BLRAのホームページによると、The Children's Certificateと呼ばれる、この1995年から始まったこのファミリーパブの認定には、EnglandとWalesのパブのうち、65%のパブが興味を示してはいる。だが、実際には、認定パブは4%にとどまっているとのこと。(いつの調査かは記されていない。現在は、作者の感覚からしても、もっと多くなってきたように思われる)
ちなみにスコットランドでは、1991年からこの制度が導入され、実に20%のパブが認定を取得したという。
最近、人々の外食への需要、パブ経営の巻き返しのために、このようなパブが認可されるようになった。大手のビール会社のタイドハウス、チェーン店のパブ会社所有のパブに多く見られる業態だが、どこにも属さない、完全に個人経営のパブ(フリーハウス)でもこの認可を受けているところがある。それだけ、「休日は家族みんなで外食」という文化が根付いてきたということなのだろう。
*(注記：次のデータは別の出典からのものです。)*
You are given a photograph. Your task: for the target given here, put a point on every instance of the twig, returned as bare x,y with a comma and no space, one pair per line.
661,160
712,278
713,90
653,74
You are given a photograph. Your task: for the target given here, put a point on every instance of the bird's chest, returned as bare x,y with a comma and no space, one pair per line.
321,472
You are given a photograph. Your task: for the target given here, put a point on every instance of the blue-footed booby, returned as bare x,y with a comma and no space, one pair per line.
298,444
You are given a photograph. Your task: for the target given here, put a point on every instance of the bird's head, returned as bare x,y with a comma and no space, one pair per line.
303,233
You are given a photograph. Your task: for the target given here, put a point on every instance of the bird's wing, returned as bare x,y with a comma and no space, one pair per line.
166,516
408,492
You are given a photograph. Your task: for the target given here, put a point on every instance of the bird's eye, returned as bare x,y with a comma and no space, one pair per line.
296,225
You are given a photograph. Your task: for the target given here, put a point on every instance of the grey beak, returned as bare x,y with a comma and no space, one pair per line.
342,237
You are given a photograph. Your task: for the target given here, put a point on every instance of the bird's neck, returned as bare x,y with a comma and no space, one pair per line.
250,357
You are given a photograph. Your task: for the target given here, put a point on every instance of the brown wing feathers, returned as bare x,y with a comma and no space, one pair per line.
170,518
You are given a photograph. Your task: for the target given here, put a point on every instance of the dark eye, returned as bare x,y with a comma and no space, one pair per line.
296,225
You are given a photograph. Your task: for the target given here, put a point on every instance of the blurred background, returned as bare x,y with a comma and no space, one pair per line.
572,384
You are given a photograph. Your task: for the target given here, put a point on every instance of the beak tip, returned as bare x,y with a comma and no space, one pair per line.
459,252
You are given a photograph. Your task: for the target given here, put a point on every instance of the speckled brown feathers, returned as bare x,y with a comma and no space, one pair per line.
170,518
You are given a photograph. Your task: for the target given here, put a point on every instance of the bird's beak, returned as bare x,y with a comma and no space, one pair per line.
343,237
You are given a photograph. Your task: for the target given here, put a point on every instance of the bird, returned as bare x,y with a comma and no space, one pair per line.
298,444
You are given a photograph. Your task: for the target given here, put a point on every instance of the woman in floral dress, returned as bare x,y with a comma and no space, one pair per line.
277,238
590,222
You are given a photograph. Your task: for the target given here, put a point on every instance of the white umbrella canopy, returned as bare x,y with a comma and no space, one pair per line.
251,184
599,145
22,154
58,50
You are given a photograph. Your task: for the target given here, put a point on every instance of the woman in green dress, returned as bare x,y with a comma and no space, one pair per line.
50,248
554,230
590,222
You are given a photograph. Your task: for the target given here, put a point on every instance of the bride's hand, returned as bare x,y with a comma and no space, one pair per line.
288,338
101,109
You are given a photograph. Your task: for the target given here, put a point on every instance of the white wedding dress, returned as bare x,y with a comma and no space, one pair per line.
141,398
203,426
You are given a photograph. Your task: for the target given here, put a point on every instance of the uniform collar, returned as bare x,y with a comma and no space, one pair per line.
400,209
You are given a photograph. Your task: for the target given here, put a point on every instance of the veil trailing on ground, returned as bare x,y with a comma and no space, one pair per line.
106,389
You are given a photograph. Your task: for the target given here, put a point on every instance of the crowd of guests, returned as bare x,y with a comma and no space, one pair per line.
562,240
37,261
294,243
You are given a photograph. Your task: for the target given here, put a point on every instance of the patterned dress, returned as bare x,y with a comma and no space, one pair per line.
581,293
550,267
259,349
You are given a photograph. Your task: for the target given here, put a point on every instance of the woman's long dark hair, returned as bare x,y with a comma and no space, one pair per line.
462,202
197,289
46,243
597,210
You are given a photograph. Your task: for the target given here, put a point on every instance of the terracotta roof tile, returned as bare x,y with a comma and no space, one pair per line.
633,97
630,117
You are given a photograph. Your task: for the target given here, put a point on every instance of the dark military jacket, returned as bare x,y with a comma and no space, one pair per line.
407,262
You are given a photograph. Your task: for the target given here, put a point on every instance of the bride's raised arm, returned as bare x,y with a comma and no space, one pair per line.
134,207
これらの現象は、かつては「男の隠れ家」だったパブが、女性が許可され、いまや子どもまで認められた。こういった「パブの大衆化」は、ますます進み、パブの存在をポピュラーにし、ビールやワイン、そして外食文化を活性化させてはいる。日本のように、「週末は家族揃ってファミレス」的行動パターンが、イギリスでも今後ますます進んでいくだろう。一方で、昔ながらのスタイルのパブがなくなりつつあるのを残念に思うのは、古きよきイギリスに憧憬を感じる、外国人としての勝手なノスタルジーなのだろうか。
The Hog'shead(Nottinghamshire) このように、広い庭に大きな滑り台や
ブランコなどがあり、子どもたちは大人が飲んでいる間、ここで遊ぶことができる
▲奥の仕切りの向こう側(○印内)は禁煙のファミリー席。